In a comment that I admit I have a difficult time understanding, legal observer and Dailykos commenter Glenn in NYC writes about the chances of the lawsuit to overturn the law: This case has some interesting procedural history -- interesting, of course, if you're the sort of legal geek (like me) who finds legal procedure interesting. A 3-judge panel of the Second Circuit upheld NY's felon-disenfranchisement law in April. Judge Jose Cabranes who, despite being appointed by Clinton, can be pretty conservative at times, wrote the opinion. The plaintiff (that is, the disenfranchised felon) petitioned to the Supreme Court for review in July and did not ask the entire Second Circuit to hear the case en banc (or "in banc," as the Second Circuit says). (The Second Circuit is notoriously loathe to rehear cases en banc, as opposed to other circuits like the Ninth.)Meanwhile, one or more judges of the Second Circuit called for an en banc vote on his or her own initiative.

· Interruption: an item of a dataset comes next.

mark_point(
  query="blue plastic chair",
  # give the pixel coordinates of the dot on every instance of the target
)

This failed on October 1, apparently by a vote of 9-4, but something unusual happened. 4 judges who voted no said specifically that their votes were "without prejudice" to taking another vote if the Supreme Court chose not to hear the case. In other words, the "real" vote to hear the case (i.e., if the Supreme Court denied review) would be 7-6 in favor. (I say 7-6 rather than 8-5 because of Judge Jacobs' vote, noted below.) This is highly unusual, in my view, for these judges to say that if the Supreme Court didn't hear the case, then the lower court would review it again. This was pointed out by Judge Jacobs, who said he didn't favor in banc review but voted in favor since it was clear a majority really wanted it, and that it was improper to hold off review until after the Supreme Court looked at it. As he put it, "the court of last resort is on First Street [in D.C., i.e., the Supreme Court], not Foley Square [where the 2d Circuit is]."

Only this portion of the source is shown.